Quantum Stephani Universe in vicinity of the symmetry center

TL;DR

This paper explores quantum and classical aspects of spherically symmetric Stephani cosmological models with scalar fields, demonstrating how specific initial conditions lead to classical-quantum correspondence and unique bound state solutions.

Contribution

It introduces a canonical quantization approach for Stephani universes, analyzing wave packets, initial conditions, and Bohmian mechanics to connect quantum and classical cosmology.

Findings

Wave packets with good classical-quantum correspondence are constructed.

Canonical prescription suppresses quantum potential, aligning quantum and classical results.

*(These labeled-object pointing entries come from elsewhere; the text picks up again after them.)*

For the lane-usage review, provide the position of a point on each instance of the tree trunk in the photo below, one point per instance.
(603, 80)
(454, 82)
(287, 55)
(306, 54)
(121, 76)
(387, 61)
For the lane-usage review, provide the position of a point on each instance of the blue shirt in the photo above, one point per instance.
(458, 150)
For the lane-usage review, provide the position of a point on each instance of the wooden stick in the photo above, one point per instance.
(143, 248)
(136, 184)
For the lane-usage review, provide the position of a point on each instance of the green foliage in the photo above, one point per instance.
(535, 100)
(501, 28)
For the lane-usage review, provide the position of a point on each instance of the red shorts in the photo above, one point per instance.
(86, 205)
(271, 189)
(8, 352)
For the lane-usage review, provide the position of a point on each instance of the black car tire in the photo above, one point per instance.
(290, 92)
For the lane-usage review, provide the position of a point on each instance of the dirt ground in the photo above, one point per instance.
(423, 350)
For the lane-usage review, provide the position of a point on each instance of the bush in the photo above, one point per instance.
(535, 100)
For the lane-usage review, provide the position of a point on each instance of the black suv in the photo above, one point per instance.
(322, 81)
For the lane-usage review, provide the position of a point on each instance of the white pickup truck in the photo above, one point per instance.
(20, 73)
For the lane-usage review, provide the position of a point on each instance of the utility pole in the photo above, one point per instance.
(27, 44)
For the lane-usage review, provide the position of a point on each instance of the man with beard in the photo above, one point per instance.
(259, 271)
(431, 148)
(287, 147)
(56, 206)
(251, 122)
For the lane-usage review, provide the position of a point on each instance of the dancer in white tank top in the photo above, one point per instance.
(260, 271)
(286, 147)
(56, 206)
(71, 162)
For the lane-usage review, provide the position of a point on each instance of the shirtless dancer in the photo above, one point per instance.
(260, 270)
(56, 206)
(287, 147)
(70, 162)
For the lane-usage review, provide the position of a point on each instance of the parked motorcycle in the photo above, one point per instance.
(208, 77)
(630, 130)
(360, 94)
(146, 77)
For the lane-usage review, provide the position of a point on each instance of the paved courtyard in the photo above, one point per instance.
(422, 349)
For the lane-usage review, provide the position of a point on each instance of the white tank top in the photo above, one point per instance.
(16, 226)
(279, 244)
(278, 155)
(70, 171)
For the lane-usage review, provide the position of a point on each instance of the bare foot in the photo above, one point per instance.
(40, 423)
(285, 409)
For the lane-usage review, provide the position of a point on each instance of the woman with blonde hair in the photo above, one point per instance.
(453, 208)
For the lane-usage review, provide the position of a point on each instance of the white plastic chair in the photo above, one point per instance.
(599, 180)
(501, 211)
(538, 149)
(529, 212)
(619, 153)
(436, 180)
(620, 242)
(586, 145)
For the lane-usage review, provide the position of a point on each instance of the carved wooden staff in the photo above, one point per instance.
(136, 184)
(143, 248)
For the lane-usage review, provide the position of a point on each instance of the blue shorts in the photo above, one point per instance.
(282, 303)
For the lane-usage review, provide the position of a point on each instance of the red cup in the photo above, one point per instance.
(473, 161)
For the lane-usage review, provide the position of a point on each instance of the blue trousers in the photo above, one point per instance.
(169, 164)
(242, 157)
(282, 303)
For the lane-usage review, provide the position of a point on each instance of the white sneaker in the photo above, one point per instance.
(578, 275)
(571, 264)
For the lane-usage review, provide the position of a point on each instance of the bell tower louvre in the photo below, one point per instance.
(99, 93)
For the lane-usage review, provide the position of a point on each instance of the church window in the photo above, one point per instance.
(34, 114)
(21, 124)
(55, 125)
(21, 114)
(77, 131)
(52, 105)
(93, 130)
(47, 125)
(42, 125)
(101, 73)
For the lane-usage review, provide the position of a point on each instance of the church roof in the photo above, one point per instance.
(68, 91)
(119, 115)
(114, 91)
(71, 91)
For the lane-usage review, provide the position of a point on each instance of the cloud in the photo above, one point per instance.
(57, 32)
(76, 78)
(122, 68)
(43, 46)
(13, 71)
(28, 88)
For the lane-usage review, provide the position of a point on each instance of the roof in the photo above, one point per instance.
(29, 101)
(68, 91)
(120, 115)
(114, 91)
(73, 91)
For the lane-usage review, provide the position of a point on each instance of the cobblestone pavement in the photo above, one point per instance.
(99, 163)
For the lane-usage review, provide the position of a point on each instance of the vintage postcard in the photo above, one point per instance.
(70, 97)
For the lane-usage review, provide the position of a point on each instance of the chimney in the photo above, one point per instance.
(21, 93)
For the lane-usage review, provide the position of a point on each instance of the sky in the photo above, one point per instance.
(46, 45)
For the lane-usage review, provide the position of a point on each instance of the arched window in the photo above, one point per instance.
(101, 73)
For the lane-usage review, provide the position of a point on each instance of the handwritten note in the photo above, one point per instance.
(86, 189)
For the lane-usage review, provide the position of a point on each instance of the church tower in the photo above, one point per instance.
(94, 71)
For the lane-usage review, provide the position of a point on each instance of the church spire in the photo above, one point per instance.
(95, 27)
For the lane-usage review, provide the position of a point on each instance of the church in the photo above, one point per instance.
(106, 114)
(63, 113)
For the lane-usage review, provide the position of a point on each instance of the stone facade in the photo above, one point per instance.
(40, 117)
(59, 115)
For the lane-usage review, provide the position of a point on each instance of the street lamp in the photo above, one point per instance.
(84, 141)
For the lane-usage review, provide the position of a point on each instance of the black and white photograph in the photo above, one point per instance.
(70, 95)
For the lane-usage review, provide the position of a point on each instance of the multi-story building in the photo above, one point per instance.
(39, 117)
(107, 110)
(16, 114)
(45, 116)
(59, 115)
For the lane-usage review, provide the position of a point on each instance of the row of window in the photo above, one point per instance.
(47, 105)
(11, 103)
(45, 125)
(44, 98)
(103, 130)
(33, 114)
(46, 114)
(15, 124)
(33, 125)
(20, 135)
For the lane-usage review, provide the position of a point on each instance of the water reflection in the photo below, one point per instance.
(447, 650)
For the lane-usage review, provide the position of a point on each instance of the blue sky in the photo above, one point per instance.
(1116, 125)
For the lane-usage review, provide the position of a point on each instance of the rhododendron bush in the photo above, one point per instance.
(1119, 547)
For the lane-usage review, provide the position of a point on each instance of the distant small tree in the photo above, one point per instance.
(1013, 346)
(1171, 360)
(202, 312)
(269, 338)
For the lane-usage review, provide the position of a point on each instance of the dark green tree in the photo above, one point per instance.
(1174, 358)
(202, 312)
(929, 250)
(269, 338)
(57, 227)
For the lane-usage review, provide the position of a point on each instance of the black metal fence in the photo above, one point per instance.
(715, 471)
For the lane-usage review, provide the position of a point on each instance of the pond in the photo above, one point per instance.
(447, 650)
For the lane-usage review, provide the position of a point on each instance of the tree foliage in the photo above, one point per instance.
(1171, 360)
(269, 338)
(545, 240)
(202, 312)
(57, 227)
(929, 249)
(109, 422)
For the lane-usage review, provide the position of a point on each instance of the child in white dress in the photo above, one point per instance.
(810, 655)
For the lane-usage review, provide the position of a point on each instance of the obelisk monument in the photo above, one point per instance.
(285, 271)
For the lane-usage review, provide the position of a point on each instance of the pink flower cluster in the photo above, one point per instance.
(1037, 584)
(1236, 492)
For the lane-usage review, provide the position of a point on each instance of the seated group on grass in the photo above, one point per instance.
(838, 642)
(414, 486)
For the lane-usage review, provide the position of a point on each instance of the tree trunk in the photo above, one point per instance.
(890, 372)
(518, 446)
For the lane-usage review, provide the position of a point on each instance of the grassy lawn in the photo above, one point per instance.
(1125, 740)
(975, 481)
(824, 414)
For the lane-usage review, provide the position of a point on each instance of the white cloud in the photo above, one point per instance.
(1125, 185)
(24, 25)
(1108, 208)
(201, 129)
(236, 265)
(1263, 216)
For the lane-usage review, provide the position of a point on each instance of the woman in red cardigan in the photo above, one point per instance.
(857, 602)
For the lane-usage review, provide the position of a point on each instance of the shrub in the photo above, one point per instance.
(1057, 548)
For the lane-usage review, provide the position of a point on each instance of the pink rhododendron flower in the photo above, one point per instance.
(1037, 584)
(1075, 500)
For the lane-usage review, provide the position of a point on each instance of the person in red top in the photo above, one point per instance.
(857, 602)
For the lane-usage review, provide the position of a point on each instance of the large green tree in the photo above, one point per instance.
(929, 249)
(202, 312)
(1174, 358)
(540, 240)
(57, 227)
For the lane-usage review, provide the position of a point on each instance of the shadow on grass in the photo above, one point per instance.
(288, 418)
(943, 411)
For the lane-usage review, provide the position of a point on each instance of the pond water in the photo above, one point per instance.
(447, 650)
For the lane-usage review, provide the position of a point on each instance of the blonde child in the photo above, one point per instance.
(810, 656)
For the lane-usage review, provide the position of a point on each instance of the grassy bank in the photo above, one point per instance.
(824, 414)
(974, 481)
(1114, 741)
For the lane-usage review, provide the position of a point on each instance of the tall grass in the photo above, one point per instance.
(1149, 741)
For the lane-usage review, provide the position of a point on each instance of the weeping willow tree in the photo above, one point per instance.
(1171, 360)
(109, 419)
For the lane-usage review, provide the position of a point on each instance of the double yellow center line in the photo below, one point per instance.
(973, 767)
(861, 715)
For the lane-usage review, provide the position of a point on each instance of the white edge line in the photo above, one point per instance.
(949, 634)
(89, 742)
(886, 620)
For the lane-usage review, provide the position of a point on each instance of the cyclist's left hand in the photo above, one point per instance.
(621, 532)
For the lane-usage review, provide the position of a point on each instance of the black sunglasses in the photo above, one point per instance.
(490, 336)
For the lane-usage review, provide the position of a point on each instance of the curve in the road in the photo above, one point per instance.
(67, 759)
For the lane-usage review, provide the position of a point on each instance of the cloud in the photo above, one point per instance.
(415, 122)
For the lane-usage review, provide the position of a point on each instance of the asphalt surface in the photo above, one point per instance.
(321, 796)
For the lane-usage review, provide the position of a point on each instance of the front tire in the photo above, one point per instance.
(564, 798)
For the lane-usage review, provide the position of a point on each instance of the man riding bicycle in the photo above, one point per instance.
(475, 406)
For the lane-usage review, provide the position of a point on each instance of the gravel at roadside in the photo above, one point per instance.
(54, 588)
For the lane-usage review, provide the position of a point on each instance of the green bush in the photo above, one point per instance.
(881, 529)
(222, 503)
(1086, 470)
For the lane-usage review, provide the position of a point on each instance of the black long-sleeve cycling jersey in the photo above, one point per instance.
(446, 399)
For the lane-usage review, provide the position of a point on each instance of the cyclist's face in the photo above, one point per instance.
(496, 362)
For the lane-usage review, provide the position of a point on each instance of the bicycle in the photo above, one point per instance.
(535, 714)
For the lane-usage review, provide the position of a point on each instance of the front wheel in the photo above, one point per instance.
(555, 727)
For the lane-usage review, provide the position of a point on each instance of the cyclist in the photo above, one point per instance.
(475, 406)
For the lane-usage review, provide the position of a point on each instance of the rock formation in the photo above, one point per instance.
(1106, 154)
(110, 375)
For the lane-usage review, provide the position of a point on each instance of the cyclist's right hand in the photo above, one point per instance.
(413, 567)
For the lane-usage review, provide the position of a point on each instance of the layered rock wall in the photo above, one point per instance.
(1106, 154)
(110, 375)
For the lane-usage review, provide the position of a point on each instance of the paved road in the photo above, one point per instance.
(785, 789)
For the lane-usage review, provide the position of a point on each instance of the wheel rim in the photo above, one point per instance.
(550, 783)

Bound state solutions exist for all positive cosmological constants, unlike in FRW models.

Abstract

We study a class of spherically symmetric Stephani cosmological models in the presence of a self-interacting scalar field in both classical and quantum domains. We discuss the construction of `canonical' wave packets resulting from the solutions of a class of Wheeler-DeWitt equations in the Stephani Universe. We suggest appropriate initial conditions which result in wave packets containing some desirable properties, most importantly good classical and quantum correspondence. We also study the situation from de-Broglie Bohm interpretation of quantum mechanics to recover the notion of time and compare the classical and Bohmian results. We exhibit that the usage of the canonical prescription and appropriate choices of expansion coefficients result in the suppression of the quantum potential and coincidence between classical and Bohmian results. We show that, in some cases, contrary to Friedmann-Robertson-Walker case, the bound state solutions also exist for all positive values of the cosmological constant.